1 Timothy 5:13
Wouldn’t it be nice if I were to come back here after a hiatus to share something goodly? Sadly, that isn’t the case.
Woe is me. Woe, woe, woe — and shame. Heed my failings, and don’t let this happen to you!
I got together with some friends this morning for coffee at our favorite coffeeshop. We hadn’t seen each other for several weeks, thanks to strep, flus, and general busyness. It was great to catch up, laughter is indeed good for the soul.
While we were chatting, it came out that three of us have had separate dealings with a family where the daughter is a sweetheart, the husband is an easygoing chap, but the wife is a quirky, rather religious, woman. We shared incidents. We pronounced judgment. And about 15 minutes before we left, I noticed the husband was sitting at the table beside ours.
** cue my heart dropping to the floor **
I don’t think he was there when we arrived, so I’m hoping that he didn’t hear us (we weren’t speaking loudly, but who knows how loud is loud enough?).
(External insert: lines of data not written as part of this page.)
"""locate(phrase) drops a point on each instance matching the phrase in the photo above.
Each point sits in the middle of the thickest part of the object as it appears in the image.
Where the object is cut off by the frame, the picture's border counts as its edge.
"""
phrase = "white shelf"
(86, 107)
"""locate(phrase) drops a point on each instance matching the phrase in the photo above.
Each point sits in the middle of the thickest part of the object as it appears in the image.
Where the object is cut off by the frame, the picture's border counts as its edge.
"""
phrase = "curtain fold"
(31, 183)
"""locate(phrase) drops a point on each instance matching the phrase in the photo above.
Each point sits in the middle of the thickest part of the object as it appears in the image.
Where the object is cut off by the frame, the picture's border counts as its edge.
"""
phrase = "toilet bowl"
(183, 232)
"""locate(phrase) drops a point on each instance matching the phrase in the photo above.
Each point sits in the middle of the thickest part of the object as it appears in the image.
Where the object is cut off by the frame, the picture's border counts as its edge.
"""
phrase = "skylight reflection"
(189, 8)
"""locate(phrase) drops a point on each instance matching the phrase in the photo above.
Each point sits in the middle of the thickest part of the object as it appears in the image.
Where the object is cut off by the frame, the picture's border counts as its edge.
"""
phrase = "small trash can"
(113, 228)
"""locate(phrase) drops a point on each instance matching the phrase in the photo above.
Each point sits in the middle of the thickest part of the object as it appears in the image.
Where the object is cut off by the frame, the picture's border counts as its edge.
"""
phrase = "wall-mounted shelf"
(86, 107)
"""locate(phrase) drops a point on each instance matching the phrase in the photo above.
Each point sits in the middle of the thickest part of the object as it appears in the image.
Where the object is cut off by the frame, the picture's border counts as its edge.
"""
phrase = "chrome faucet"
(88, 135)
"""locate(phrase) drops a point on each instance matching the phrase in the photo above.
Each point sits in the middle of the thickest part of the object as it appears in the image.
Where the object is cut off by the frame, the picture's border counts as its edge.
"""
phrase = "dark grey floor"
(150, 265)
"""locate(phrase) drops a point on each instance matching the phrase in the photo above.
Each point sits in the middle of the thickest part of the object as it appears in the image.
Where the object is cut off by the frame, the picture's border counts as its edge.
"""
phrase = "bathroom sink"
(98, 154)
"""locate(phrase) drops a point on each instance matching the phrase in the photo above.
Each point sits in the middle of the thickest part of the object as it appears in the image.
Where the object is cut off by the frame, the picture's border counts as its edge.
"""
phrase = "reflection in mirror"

But still. The things we said were all true, but just because something is true, doesn’t mean it ought to be said. My friend D called me twice, stressing about what might have been overheard. I’ve had a few squeals/shouts/bursts of shame throughout the day as I remember some of what was said (that’s a perk of working from home when no one else is around, you can do this and not worry anyone else about your [lack of] sanity).
We didn’t say anything mean, mind you (we aren’t harridans). But the woman is tightly strung, that is a fact. And I just imagine how I would feel if I overheard people talk about the quirks of someone in my family, and I feel shame.
Mea culpa, mea culpa, mea maxima culpa.